Jonathan Chaplin: Thanks. One for Dave and one for Jason. Dave, taking a step back from the increased competitive intensity you’re seeing in the broadband market, I would love your perspective on how the overall market is trending. As we tally up all the adds in the quarter, it looks like we’re sort of trending to somewhere around half of what we normally see for the industry in the first quarter. Everybody’s adds are down, and I’m wondering if you’ve got any thoughts as to what might be driving that. Then Jason, on the segmentation strategy, you hit the low end of the market with some offers last year and then pulled back, because you were worried about cannibalization. I’m wondering how the Now–you’ve sort of structured Now differently so you don’t end up seeing that cannibalization impact. Thank you.

Dave Watson: Hey Jonathan, Dave. Let me start with the broadband in its entirety, the whole market and a viewpoint. Let me begin with the broadband market as a whole is still growing, maybe at a slower pace than it was last year and the year before, but there’s still going to be a pretty healthy amount of net adds in 2024 and likely beyond. The right way, though, in addition to that–I think everything we’ve talked about before, the right way we think to look about it is, is holding our own, growing relationships responsibly, but it’s also where the market is going and how broadband is being used. As we’ve talked about, the utility of the broadband product itself is only going up, so when you look at the health of the entire category, it’s the relationships but it’s also the overall usage and consumption, and for us, you’ve seen usage is up double digits, broadband-only subs using over 700 gigabytes of data a month, over 70% of our subscriber base is on speed tiers of 50 megs or more, and nearly a third of our customers are on a gig.

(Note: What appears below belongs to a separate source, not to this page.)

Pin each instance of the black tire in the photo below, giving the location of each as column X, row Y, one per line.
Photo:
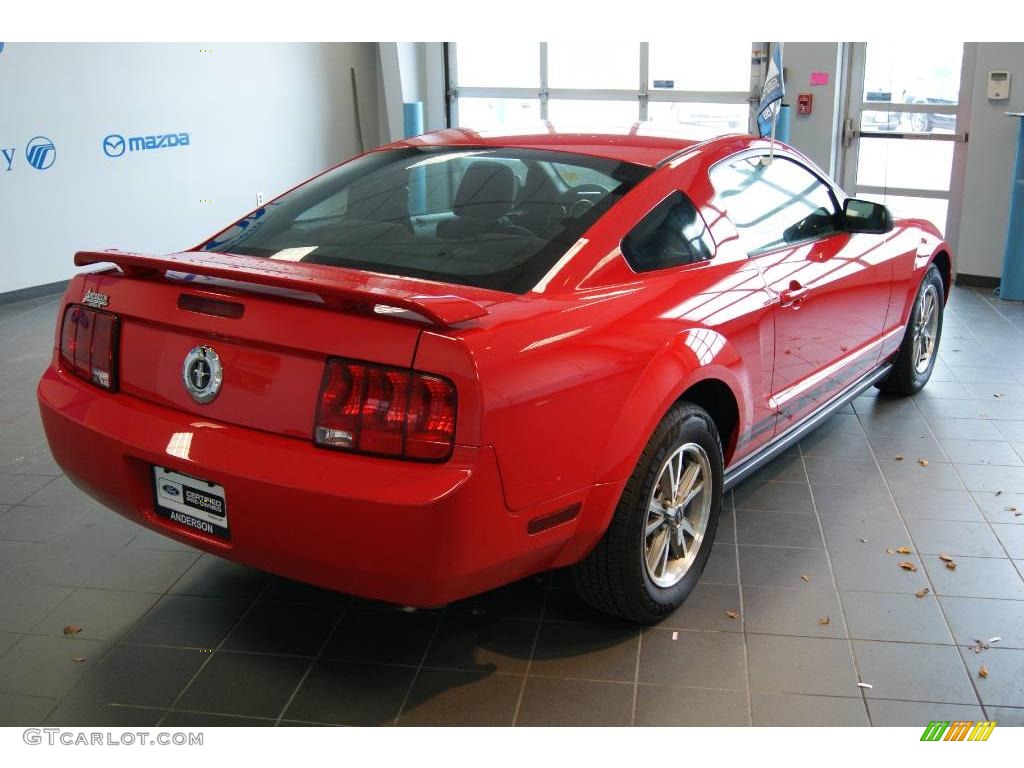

Those are great trends for us over the long term and gives us the great confidence as we’re investing and continue to invest in a better network and a better customer experience, as Brian has said. You know, when you look at things, I think it’s clearly competitive, as we’ve talked about. One other factor that enters into it in some cases in certain segments, there’s some people that revert back to mobile only – that can happen, so there’s a variety of factors that could enter into it. But overall as a category and a growth opportunity, quite optimistic about broadband.

Jason Armstrong: Hey Jonathan, let me start on segmentation, and then Dave probably wants to chime in as well. On Now, I think what’s interesting and exciting about it is it’s a dedicated flanker brand strategy. We’ve had prepaid offers in the past, sort of wedged into our existing portfolio. This is a more dedicated and branded strategy around it. By the way, the branding around this has worked very well in our U.K. market for Sky – it’s actually where the brand name came from, so we expect this to have some resonance. I would point out, if you look at where it’s sort of targeted, we’ve got 100 meg offer for $30, it’s inclusive of taxes, fees and equipment. We’ve got a $45 offering that’s 200 megs and inclusive as well – very competitive versus fixed wireless, right, that is in this range maybe slightly higher without the same reliability and ubiquity we have.

Mike Cavanagh: Yes, adding onto that, Jonathan, again we’ve been doing prepaid broadband for a while – years, and we needed to refresh it, needed to update it and put it in a more competitive position. The prepaid mobile is new and Now TV is relatively new, but it’s a segmented approach, and if you think about–you know, it’s all-in pricing, it’s very simple, it’s really easy. There’s no contracts, no credit checks. Customers can sign up, pause, cancel online anytime. It’s a very straightforward but feature-light product as we keep our focus on the high end in terms of fully featured things – we’ll continue to do that, but this just gives us a brand, gives us a product suite to be able to clearly define segmentation in a way that we can manage through.

Marci Ryvicker: Thanks Jonathan, and we want to thank everyone on the call for joining us this morning.